Items marked (preview) in this article are currently in public preview. This preview is provided without a service-level agreement, and we don't recommend it for production workloads. Certain features might not be supported or might have constrained capabilities. For more information, see Supplemental Terms of Use for Microsoft Azure Previews.

This article explains how to use chat completions API with models deployed to Azure AI model inference in Azure AI services.

Prerequisites

To use chat completion models in your application, you need:

  • A chat completions model deployment with support for audio and images. If you don't have one read Add and configure models to Azure AI services to add a chat completions model to your resource.

    • This tutorial uses Phi-4-multimodal-instruct.

Use chat completions

First, create the client to consume the model. The following code uses an endpoint URL and key that are stored in environment variables.

import os
from azure.ai.inference import ChatCompletionsClient
from azure.core.credentials import AzureKeyCredential

client = ChatCompletionsClient(
    endpoint="https://<resource>.services.ai.azure.com/models",
    credential=AzureKeyCredential(os.environ["AZURE_INFERENCE_CREDENTIAL"]),
    model="Phi-4-multimodal-instruct"
)

If you have configured the resource to with Microsoft Entra ID support, you can use the following code snippet to create a client.

import os
from azure.ai.inference import ChatCompletionsClient
from azure.identity import DefaultAzureCredential

client = ChatCompletionsClient(
    endpoint="https://<resource>.services.ai.azure.com/models",
    credential=DefaultAzureCredential(),
    model="Phi-4-multimodal-instruct"
)

Use chat completions with images

Some models can reason across text and images and generate text completions based on both kinds of input. In this section, you explore the capabilities of some models for vision in a chat fashion.

Important

Some models support only one image for each turn in the chat conversation and only the last image is retained in context. If you add multiple images, it results in an error.

To see this capability, download an image and encode the information as base64 string. The resulting data should be inside of a data URL:

from urllib.request import urlopen, Request
import base64

image_url = "https://news.microsoft.com/source/wp-content/uploads/2024/04/The-Phi-3-small-language-models-with-big-potential-1-1900x1069.jpg"
image_format = "jpeg"

request = Request(image_url, headers={"User-Agent": "Mozilla/5.0"})
image_data = base64.b64encode(urlopen(request).read()).decode("utf-8")
data_url = f"data:image/{image_format};base64,{image_data}"

Visualize the image:

import requests
import IPython.display as Disp

Disp.Image(requests.get(image_url).content)

A chart displaying the relative capabilities between large language models and small language models.

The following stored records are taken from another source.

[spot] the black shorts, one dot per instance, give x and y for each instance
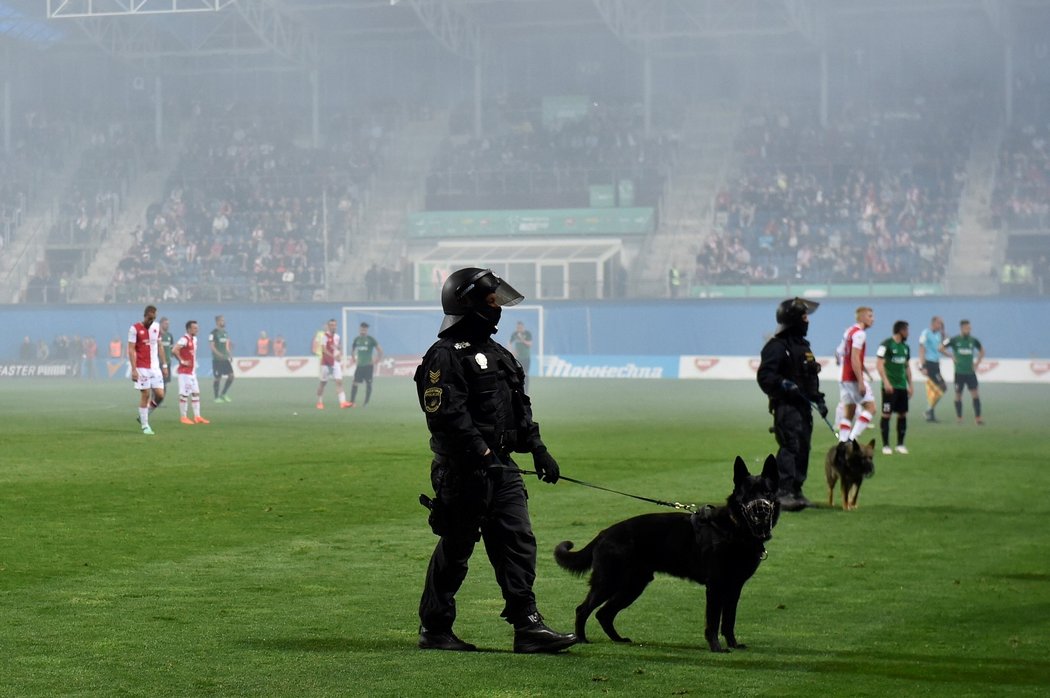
(895, 402)
(933, 375)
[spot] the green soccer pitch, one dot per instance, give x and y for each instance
(280, 550)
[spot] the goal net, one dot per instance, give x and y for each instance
(405, 333)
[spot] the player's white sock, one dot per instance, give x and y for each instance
(862, 423)
(844, 427)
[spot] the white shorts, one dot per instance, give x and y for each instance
(188, 384)
(149, 378)
(849, 395)
(334, 372)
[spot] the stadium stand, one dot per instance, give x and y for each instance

Now, create a chat completion request with the image:

from azure.ai.inference.models import TextContentItem, ImageContentItem, ImageUrl
response = client.complete(
    messages=[
        SystemMessage("You are a helpful assistant that can generate responses based on images."),
        UserMessage(content=[
            TextContentItem(text="Which conclusion can be extracted from the following chart?"),
            ImageContentItem(image=ImageUrl(url=data_url))
        ]),
    ],
    temperature=1,
    max_tokens=2048,
)

The response is as follows, where you can see the model's usage statistics:

print(f"{response.choices[0].message.role}: {response.choices[0].message.content}")
print("Model:", response.model)
print("Usage:")
print("\tPrompt tokens:", response.usage.prompt_tokens)
print("\tCompletion tokens:", response.usage.completion_tokens)
print("\tTotal tokens:", response.usage.total_tokens)
ASSISTANT: The chart illustrates that larger models tend to perform better in quality, as indicated by their size in billions of parameters. However, there are exceptions to this trend, such as Phi-3-medium and Phi-3-small, which outperform smaller models in quality. This suggests that while larger models generally have an advantage, there might be other factors at play that influence a model's performance.
Model: phi-4-omni
Usage: 
  Prompt tokens: 2380
  Completion tokens: 126
  Total tokens: 2506

Images are broken into tokens and submitted to the model for processing. When referring to images, each of those tokens is typically referred as patches. Each model may break down a given image on a different number of patches. Read the model card to learn the details.

Use chat completions with audio

Some models can reason across text and audio inputs. The following example shows how you can send audio context to chat completions models that also supports audio. Use InputAudio to load the content of the audio file into the payload. The content is encoded in base64 data and sent over the payload.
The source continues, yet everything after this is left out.